Lawmakers ask EOC board to resign

Horry, Georgetown and Williamsburg counties' legislative delegations have asked for resignations from all members of the Waccamaw Economic Council board of directors, effective immediately, said Rep. Thad Viers, R-Myrtle Beach.

The board was sent letters Thursday that were expected to be in mailboxes on Friday, Viers said.

Waccamaw EOC Chairman Zach Grate said he had not yet received a letter.

"I do not think I want to discuss that," said Grate, about whether he would resign. "I have to wait and see the letter first before I can comment."

Viers said the local delegation made the request because of the board of directors' "absolute refusal to comply with a basic audit" from the Governor's Office of Economic Opportunity.

The audit, which was released March 26, found several board member bylaw violations, including one finding that board members refused to turn over e-mails. The audit also found that board members were interfering with day-to-day operations, allegations that board members used their positions to help friends, improper elections and a lack of grievance procedures.

The delegation could ask for an investigation from the State Law Enforcement Division and the attorney general's office if board members do not resign, he said.

"They are resisting every step of the way, and it raises a lot of red flags," Viers said. "It doesn't pass the smell test. Why wouldn't you comply with state and federal authority?"

Rep. Alan Clemmons, R-Myrtle Beach, said he also signed the letter asking for the board's resignation because of the agency's refusal to comply with the state.

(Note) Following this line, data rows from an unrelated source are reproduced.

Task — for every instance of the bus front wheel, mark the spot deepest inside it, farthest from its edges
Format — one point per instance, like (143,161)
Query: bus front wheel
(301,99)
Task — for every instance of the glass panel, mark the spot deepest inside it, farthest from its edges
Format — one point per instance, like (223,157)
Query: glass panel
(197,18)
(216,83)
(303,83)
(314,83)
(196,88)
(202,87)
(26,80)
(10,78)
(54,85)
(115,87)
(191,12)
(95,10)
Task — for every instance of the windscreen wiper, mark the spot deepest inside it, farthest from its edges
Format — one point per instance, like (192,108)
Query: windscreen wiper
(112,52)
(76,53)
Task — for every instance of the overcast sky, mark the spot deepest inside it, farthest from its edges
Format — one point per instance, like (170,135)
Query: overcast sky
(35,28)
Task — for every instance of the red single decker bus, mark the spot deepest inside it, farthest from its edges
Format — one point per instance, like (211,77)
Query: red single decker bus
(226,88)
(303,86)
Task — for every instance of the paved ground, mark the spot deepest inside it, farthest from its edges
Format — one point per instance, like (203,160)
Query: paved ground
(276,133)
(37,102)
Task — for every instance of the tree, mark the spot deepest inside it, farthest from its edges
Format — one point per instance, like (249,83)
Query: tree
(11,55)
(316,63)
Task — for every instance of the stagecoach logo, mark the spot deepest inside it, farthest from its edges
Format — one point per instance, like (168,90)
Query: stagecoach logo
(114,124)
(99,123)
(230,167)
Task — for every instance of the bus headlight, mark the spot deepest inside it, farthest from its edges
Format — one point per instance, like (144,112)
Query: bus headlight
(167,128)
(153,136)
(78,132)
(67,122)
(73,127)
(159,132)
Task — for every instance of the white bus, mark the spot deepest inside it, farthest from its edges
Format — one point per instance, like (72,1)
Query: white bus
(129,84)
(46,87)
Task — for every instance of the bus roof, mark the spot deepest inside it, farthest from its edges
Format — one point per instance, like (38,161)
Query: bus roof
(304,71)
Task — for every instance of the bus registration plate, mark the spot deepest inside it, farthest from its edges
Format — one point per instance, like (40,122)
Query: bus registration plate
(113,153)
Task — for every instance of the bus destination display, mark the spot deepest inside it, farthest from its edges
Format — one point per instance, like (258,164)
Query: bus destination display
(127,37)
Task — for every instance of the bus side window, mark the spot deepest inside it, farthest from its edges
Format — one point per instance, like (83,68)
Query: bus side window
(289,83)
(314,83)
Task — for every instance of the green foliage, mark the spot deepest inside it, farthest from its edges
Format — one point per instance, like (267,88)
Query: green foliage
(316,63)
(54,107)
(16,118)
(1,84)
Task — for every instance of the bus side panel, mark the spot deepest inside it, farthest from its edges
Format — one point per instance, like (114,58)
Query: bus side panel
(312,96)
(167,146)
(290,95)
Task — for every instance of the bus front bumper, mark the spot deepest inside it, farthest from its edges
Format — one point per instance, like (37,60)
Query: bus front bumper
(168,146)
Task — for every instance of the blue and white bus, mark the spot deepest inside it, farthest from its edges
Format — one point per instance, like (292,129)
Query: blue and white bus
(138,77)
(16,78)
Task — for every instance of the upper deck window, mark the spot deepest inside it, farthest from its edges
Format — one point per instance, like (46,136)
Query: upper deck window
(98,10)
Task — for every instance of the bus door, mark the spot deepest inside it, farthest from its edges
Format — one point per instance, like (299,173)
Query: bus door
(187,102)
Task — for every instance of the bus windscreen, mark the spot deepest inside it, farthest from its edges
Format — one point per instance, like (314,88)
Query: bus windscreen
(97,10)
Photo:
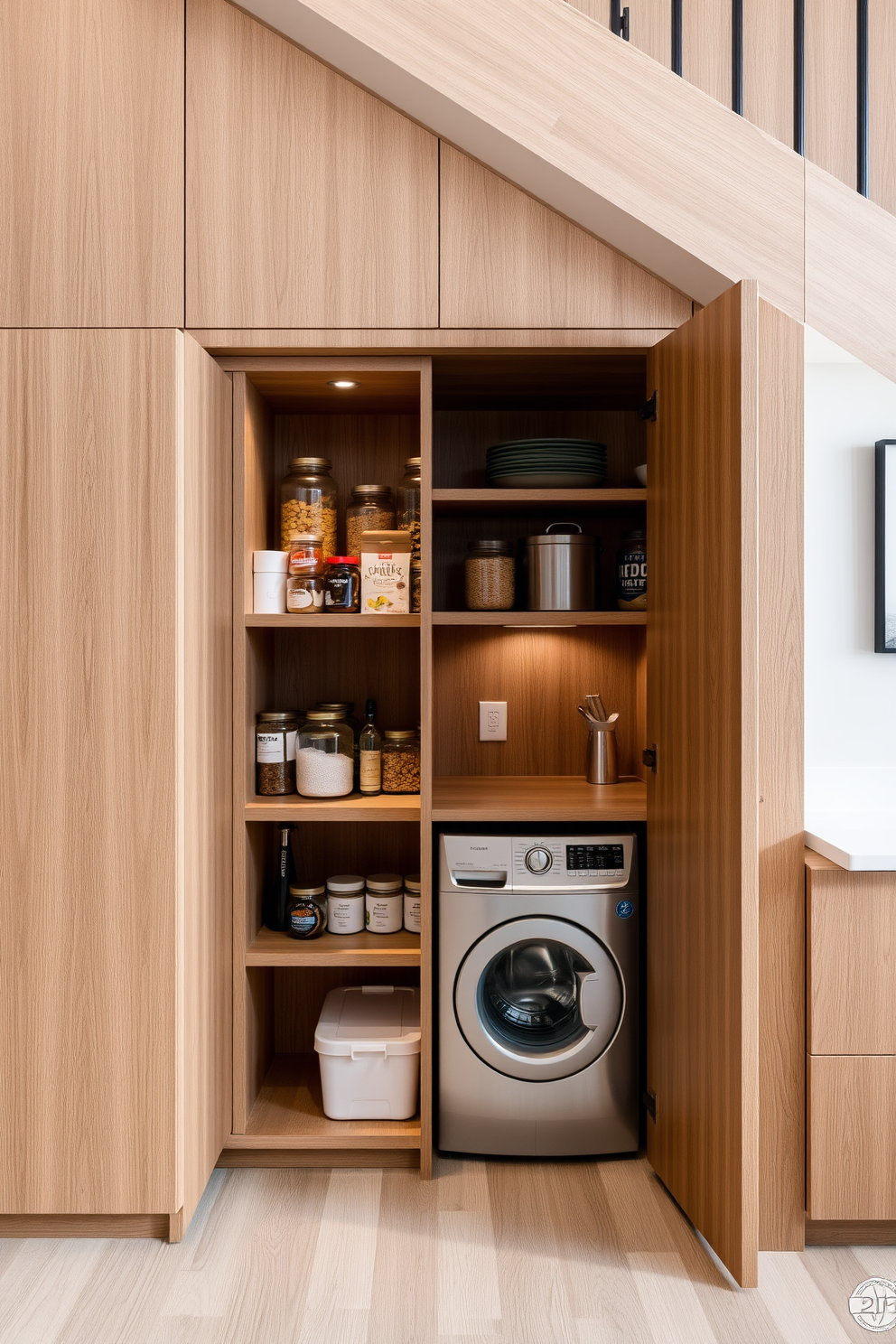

"During a time of economic crisis, we need now more than ever to be able to account for every dollar," Clemmons said. "Personally, I am quite concerned that funding will be affected for services to the poor community."

If the board continues to be non-compliant, the Waccamaw EOC could be shut down by the state. The Waccamaw EOC receives about $8 million a year in grant funding through the OEO for weatherization, job training, early childhood education and utility bill assistance programs in Horry, Georgetown and Williamsburg counties.

"I have faith and trust these board members will do the right thing by the community they serve and step aside so that the board can properly be reconstituted," Clemmons said.

One board member, Richard Smith, said he resigned last week frustrated with the board's disregard for adhering to its own bylaws.

Another board member, James Frazier, tried to resign Tuesday because he did not like the way things were going, but was convinced to stay on.

"Some of the other board members asked me to please stay on until we could sort through this mess," Frazier said.

He said he had not checked his mailbox Friday and did not know if he had received the delegation's letter.

"I don't blame them one bit in the world," Frazier said about the delegation's request.

Frazier said he would have no problems resigning from the board. "They have got too many problems," Frazier said. "One person can't change the mind of 15 people."

The state OEO has given the Waccamaw EOC several deadlines to reach full compliance, which the agency has missed. The state recently asked the EOC to return about $2 million the state had sent as advance funding to aid clients by May 3. The Waccamaw EOC did not meet the deadline, according to Louise Cooper, director of the Office of Economic Opportunity.

The Waccamaw EOC also was asked to have new elections for board officers and appoint new members to its commissions before May 25. The board is next scheduled to meet on May 25 to hold the elections, which is after the state deadline.

The board continued to violate its bylaws even after the state audit, according to the state. It voted April 27 to fire its executive director without giving a 10-day public notice that her performance was under review, as required by their bylaws.

The board voted Tuesday to reinstate its executive director, but the action did not lift state restrictions. The agency remains on a reimbursement status, meaning the agency, which does not have much readily available funds, must first provide service and then seek state compensation.